Dick Fosbury invented a new method of doing the high jump. Instead of leaping over the bar with a rolling motion while facing the bar, he would jump backwards and go over the bar on his back. After he won a gold medal in the 1968 Olympics, the “Fosbury Flop” became the standard method of competing in the sport.
President Lyndon Johnson, Democrat of Texas, worn down by the Vietnam War, racial conflict at home and growing opposition within his own party, surprised the nation by announcing he would not be a candidate for reelection in 1968. His Vice President, Hubert Humphrey, Democrat of Minnesota, ended up winning the Democratic nomination that year.
On Januaey 223, 1973, CBS anchor icon Walter Cronkite was seen talking on a white telephone while on the air, getting the news of Lyndon Johnson’s death.
Cronkite’s signature sign-off was,“And that’s the way it is.”
Long but I’ll do it anyway because I loved the story:
In Walter Cronkite Remembers, a several hour series of his reminiscences, Cronkite told a story about living in London during the Blitz. He took a flat in an old mansion that had been carved into several apartments and still had an ancient butler who had been there since the building was a private house and who could be summoned with a bell cord. One morning Cronkite woke, rang the bell to ask for a cup of coffee to be brought, and then a buzz bomb landed on the same street.
There was a major blast, Cronkite’s ears were ringing, part of the roof of the house he was in collapsed, there was dust and debris everywhere and it was all so fast he was trying to figure at first what had happened. He said a few moments later the door opened, the ancient butler stepped in, he was covered in dust and debris and his face was bleeding, and he calmly looked at Cronkite as if nothing were unusual and said “You rang sir?”

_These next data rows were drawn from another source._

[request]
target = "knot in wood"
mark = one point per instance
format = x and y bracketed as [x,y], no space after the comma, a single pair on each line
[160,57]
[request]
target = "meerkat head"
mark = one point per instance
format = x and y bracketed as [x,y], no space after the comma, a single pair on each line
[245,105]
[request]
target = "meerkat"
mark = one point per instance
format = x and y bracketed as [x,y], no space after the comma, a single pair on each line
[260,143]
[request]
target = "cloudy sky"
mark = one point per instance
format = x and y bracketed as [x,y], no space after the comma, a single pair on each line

General Benjamin Butler of the US Army was a politician and member of the Massachusetts Senate when he resigned to command during the Civil War. His tenure as general was colorful, mostly due to his time as governor of New Orleans, where was reviled by the locals for his granting freedom to local slaves and also for his general order #28, which declared that any woman insulting a Union soldier would be treated as a “woman of the town plying her avocation” – i.e., a prostitute.

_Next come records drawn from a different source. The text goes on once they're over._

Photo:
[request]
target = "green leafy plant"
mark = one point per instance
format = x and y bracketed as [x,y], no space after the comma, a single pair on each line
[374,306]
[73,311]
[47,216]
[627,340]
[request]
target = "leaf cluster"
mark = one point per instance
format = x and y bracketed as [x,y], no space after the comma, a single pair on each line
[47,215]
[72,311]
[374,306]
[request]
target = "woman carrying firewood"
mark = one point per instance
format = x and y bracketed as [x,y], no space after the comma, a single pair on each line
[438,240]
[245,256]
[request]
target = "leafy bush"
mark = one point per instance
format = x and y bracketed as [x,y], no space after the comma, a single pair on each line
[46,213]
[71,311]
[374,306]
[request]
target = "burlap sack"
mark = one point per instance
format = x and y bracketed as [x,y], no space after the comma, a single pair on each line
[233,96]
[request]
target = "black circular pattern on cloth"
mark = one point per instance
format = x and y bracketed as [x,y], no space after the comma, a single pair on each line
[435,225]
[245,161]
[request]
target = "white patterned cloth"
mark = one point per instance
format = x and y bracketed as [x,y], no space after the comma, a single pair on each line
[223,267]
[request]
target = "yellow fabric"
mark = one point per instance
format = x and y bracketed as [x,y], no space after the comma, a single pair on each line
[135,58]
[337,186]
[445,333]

The song The Battle of New Orleans features lyrics by school principal Jimmie Driftwood set to the fiddle tune The 8th of January – the title of which is the date on which the battle was fought.
The Battle of New Orleans, considered the greatest land victory by the U.S. in the War of 1812, was fought three weeks after the signing of the Treaty of Ghent supposedly marked the end of hostilities.
Future President Andrew Jackson was the victorious general in the Battle of New Orleans.
The elaborate carved mantel in the dining room of Jackson’s Tennessee mansion, The Hermitage, was carved by a veteran of his army who only worked on it on the anniversary of the Battle of New Orleans. The mantel is hickory in honor of Jackson’s nickname, Old Hickory.
The Hermitage is a well regarded art museum in St. Petersburg, Russia.